Hello. I am a thermodynamics novice trying to gain a better understanding of state functions, particularly enthalpy.

I understand that enthalpy is defined as

"A measure of the total energy of a thermodynamic system, including internal energy, which is the energy required to create a system, and the amount of energy required to make room for it by displacing its environment and establishing its volume and pressure."

The equation:

ΔH=ΔU(internal energy) + ΔPV

confuses me b/c


ΔU= q(heat added) - w(work done by system on environment)

so

ΔH really means:

ΔH=q - w + ΔPV


There are two terms of work (w and ΔPV) and b/c of the opposite sign, they cancel out, leaving only q. This means ΔH= q which is at odds with the accepted definition of enthalpy. Where did I mess up?

 

[DrDu]

That not at odds with the usual definition. Mostly enthalpy is determined by measuring heat.
However $\Delta(PV)=P\Delta V=w$ only if p is constant and volume work is the only kind of work the system is performing.

 

[JeweliaHeart]

That not at odds with the usual definition. Mostly enthalpy is determined by measuring heat.
However $\Delta(PV)=P\Delta V=w$ only if p is constant and volume work is the only kind of work the system is performing.

Okay,
so you are saying that enthalpy is only equivalent to heat if pressure is held constant?

Meaning,

ΔH=q - PΔV + PΔV= q (only when pressure is constant and only PV work is being exerted)

Otherwise, when pressure is not constant the equation should like this, perhaps?:

ΔH=q - w + PΔV

And the work defined by the 'w' above includes all forms of work, whether PV or mechanical, etc?

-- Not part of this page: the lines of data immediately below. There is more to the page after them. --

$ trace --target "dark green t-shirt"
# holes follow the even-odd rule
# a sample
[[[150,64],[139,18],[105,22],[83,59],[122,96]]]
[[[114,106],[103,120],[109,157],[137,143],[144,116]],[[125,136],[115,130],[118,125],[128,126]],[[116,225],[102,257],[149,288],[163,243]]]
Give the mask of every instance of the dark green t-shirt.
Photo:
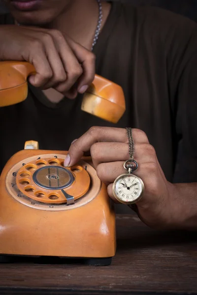
[[[12,23],[0,17],[0,24]],[[30,86],[25,101],[0,109],[0,170],[27,140],[67,150],[92,126],[131,126],[146,132],[168,180],[197,181],[196,24],[115,2],[94,53],[96,73],[123,88],[127,110],[118,123],[81,111],[80,96],[55,104]]]

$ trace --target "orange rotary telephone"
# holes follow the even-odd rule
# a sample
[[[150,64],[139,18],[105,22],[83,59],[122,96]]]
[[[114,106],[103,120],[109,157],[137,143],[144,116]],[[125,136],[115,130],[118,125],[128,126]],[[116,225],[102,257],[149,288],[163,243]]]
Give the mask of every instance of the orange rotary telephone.
[[[0,62],[0,106],[22,101],[27,79],[35,73],[26,62]],[[125,110],[122,88],[95,76],[82,110],[116,122]],[[108,265],[116,250],[114,206],[91,158],[64,167],[67,152],[38,149],[26,142],[0,177],[0,255],[83,259]],[[3,260],[2,260],[3,261]]]

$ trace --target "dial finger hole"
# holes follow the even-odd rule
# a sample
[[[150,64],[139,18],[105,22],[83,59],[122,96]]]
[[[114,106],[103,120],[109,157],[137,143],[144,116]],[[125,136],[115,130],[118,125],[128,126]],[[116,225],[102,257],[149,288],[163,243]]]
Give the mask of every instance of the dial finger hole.
[[[57,193],[52,193],[48,195],[48,198],[50,199],[50,200],[58,200],[58,199],[60,198],[60,196]]]
[[[22,171],[20,174],[20,176],[23,177],[29,177],[31,176],[31,173],[29,171]]]
[[[58,165],[60,164],[60,161],[56,159],[50,159],[48,160],[48,163],[50,164],[50,165]]]
[[[44,198],[45,196],[45,194],[42,191],[37,191],[35,192],[34,195],[37,198]]]
[[[37,169],[37,166],[36,165],[34,164],[28,164],[26,166],[24,166],[25,169],[27,169],[28,171],[32,172],[32,171],[34,171],[35,169]]]
[[[45,166],[45,165],[46,165],[47,164],[47,162],[46,162],[46,161],[45,161],[44,160],[37,160],[36,162],[35,162],[35,164],[36,164],[37,166],[38,166],[38,167],[42,167]]]
[[[33,193],[35,190],[35,188],[33,185],[27,185],[25,186],[24,189],[27,193]]]
[[[80,172],[81,171],[82,171],[82,167],[81,166],[73,166],[72,167],[71,167],[70,168],[70,170],[71,171],[72,171],[73,172]]]
[[[30,180],[28,178],[24,178],[20,179],[19,183],[22,185],[27,185],[30,183]]]

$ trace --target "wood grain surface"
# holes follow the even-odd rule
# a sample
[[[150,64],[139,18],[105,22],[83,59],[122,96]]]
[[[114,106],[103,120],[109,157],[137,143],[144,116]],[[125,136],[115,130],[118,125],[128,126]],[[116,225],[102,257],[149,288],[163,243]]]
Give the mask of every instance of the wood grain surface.
[[[196,233],[155,231],[134,214],[116,222],[111,266],[20,258],[0,265],[0,294],[197,294]]]

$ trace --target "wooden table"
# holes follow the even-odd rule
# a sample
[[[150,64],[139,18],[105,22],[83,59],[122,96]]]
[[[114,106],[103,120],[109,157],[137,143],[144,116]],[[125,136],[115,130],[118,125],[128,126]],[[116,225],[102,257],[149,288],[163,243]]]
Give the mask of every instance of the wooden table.
[[[110,266],[1,264],[0,294],[197,294],[196,233],[157,232],[135,215],[117,215],[117,228]]]

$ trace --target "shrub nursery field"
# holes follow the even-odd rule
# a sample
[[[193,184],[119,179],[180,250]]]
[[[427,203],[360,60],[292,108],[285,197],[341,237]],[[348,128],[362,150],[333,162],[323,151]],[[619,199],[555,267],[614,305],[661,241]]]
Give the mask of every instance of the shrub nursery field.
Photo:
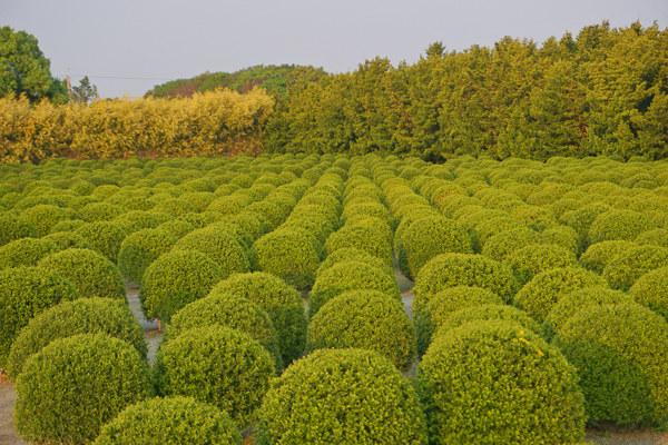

If so, that makes a little more sense. It's just that all the example problems I've encountered with ΔU only use PV work and no other form.

 

[DrDu]

ed)

Otherwise, when pressure is not constant the equation should like this, perhaps?:

ΔH=q - w + PΔV

In general, $d(PV)=PdV+VdP$. The second term will not vanish when P is not constant while the first term gives the volume work done in an infinitesimal step.
Hence $\Delta H=q-w+\int PdV +\int V dP$ in general.
If there is no work done other than volume work, this reduces to
$\Delta H=q+\int V dP$.
An example of non-volume work is e.g. the work done when stirring a viscous fluid.